In Germany, several health benefit programs ("Modellvorhaben") have included the reimbursement of additional time spent by physicians providing complementary therapies [25-27]. We here present a study of patients treated by AM physicians after an initial AM-related consultation of at least 30 minutes duration.

Methods

Study design and objective

This is a prospective four-year cohort study in a real-world medical setting. The study was part of a research project on the effectiveness and costs of AM therapies in outpatients with chronic disease (Anthroposophic Medicine Outcomes Study, AMOS) [26,28]. The AMOS project was initiated by a health insurance company in conjunction with a health benefit program. The primary research question of the present study was: Is physician-provided AM therapy after an initial prolonged AM-related consultation associated with clinically relevant improvement of symptoms? Further research questions concerned quality of life, use of adjunctive therapies and health services, adverse reactions, and therapy satisfaction.
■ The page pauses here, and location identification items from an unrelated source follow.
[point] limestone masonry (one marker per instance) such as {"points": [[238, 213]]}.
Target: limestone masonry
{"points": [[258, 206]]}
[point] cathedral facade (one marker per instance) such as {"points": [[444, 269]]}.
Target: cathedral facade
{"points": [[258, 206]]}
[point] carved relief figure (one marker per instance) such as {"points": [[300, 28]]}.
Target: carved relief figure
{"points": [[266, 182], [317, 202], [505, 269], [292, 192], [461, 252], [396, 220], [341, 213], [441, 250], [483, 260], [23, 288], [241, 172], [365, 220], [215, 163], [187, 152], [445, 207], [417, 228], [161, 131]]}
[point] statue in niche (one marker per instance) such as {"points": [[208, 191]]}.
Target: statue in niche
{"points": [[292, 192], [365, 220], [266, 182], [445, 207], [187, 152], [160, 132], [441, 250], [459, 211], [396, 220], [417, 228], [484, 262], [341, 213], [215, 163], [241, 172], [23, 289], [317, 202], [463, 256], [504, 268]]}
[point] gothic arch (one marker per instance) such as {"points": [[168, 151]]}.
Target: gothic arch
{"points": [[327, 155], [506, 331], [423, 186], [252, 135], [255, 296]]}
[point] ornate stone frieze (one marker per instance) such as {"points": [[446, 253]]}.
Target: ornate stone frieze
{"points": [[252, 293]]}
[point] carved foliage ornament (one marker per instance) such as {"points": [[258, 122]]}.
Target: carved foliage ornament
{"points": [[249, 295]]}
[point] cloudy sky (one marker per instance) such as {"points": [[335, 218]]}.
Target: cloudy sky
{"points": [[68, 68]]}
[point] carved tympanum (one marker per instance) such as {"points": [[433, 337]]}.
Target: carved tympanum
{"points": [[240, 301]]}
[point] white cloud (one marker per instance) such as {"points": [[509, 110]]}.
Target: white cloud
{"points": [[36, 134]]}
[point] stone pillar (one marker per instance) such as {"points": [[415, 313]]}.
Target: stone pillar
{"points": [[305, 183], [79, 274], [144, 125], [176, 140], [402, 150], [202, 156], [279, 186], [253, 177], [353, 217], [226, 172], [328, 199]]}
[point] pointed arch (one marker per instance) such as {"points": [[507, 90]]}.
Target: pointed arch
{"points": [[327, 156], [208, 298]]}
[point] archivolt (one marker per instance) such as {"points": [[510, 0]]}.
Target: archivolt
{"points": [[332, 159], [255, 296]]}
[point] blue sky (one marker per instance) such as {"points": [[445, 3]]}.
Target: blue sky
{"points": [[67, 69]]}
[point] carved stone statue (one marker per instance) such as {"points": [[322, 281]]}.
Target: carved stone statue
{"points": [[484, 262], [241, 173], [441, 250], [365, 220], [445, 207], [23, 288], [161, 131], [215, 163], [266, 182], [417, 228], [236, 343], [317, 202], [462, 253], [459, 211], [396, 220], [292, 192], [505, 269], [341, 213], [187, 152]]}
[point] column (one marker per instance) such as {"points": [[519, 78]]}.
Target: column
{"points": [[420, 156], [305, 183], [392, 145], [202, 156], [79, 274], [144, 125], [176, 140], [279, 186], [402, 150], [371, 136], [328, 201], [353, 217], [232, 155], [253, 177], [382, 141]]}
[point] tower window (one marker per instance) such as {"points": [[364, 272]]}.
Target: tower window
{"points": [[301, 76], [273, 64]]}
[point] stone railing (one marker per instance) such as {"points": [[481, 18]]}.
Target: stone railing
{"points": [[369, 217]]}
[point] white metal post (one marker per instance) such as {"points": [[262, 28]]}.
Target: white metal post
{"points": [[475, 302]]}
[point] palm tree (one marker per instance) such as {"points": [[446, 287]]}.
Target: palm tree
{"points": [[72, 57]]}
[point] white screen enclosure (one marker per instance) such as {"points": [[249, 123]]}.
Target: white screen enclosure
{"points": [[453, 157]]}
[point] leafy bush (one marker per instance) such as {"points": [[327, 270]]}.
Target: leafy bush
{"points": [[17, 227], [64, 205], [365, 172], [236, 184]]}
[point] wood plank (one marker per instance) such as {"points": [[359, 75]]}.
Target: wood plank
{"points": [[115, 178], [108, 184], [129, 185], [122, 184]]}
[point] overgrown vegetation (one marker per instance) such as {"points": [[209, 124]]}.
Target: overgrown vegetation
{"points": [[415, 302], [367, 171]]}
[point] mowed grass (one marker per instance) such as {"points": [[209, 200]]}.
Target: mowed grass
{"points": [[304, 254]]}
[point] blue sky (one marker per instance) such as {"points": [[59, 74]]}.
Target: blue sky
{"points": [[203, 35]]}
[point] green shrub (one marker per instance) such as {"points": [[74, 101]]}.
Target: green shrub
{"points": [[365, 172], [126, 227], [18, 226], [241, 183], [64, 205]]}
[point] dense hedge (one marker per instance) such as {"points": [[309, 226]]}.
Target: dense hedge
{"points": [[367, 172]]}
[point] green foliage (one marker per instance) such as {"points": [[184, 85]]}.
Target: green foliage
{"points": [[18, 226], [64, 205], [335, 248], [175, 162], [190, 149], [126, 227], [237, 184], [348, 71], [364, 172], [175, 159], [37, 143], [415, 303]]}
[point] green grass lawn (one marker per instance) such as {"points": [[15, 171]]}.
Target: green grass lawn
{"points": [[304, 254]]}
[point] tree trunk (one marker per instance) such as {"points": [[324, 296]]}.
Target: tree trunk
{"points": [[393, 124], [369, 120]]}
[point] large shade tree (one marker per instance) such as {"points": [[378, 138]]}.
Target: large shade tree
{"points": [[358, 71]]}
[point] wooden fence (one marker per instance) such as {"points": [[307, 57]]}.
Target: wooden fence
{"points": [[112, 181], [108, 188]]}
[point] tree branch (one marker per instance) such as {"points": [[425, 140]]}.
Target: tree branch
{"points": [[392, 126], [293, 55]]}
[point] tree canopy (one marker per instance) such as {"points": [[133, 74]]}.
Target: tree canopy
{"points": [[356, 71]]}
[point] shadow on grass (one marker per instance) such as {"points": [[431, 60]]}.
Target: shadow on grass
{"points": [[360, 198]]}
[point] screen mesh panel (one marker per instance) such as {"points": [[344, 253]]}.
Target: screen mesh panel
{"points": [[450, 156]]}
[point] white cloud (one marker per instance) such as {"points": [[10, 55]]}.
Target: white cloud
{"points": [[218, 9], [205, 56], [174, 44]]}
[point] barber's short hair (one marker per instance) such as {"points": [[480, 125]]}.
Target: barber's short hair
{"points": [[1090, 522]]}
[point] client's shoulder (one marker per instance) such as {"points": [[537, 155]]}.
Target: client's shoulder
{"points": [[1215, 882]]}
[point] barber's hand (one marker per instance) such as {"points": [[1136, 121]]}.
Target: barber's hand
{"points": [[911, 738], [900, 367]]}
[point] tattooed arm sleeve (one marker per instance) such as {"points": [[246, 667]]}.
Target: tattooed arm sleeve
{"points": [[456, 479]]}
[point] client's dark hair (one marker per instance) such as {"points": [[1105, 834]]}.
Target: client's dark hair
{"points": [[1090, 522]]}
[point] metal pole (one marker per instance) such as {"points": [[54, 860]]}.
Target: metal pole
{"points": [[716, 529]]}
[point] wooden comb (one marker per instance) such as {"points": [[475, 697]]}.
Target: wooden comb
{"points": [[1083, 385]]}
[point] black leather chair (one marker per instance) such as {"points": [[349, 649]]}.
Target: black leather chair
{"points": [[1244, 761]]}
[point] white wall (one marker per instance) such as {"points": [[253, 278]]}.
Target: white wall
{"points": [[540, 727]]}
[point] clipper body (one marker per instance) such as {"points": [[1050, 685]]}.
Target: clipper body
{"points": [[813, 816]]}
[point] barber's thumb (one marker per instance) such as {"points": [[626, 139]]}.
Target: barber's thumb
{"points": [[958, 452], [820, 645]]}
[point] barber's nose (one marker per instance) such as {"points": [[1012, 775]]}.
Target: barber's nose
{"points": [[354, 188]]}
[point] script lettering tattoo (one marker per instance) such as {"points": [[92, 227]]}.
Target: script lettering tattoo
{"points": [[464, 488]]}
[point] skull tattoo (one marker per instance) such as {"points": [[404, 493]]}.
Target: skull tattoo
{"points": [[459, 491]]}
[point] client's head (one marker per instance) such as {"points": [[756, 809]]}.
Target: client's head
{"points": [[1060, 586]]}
Setting, participants, and therapy

All physicians certified by the Physicians' Association for Anthroposophical Medicine in Germany and working in an office-based practice or outpatient clinic in Germany were invited to participate in the study. The participating physicians were instructed to enrol consecutive patients fulfilling eligibility criteria. Inclusion criteria were (1) outpatients aged 1–75 years, (2) an initial AM-related consultation ≥ 30 min with the study physician for any indication (main diagnosis). Exclusion criteria were previous AM-related consultation ≥30 min for the main diagnosis. Patients were treated according to the physicians' discretion. Therapies were classified as: physician-provided AM therapy (AMT: AM-related consultations with study physicians, AM medication), AM adjunctive therapy (AM art therapy, eurythmy therapy), non-AM adjunctive therapy (all other therapies).

Clinical outcomes

• Disease severity was assessed on numerical rating scales [29] from 0 („not present“) to 10 („worst possible“): Disease Score (physician's global assessment of severity of main diagnosis, documented in patients enrolled up to 30 Sep 2000); Symptom Score (patients' assessment of one to six most relevant symptoms present at baseline, documented in patients enrolled after 1 Jan 1999).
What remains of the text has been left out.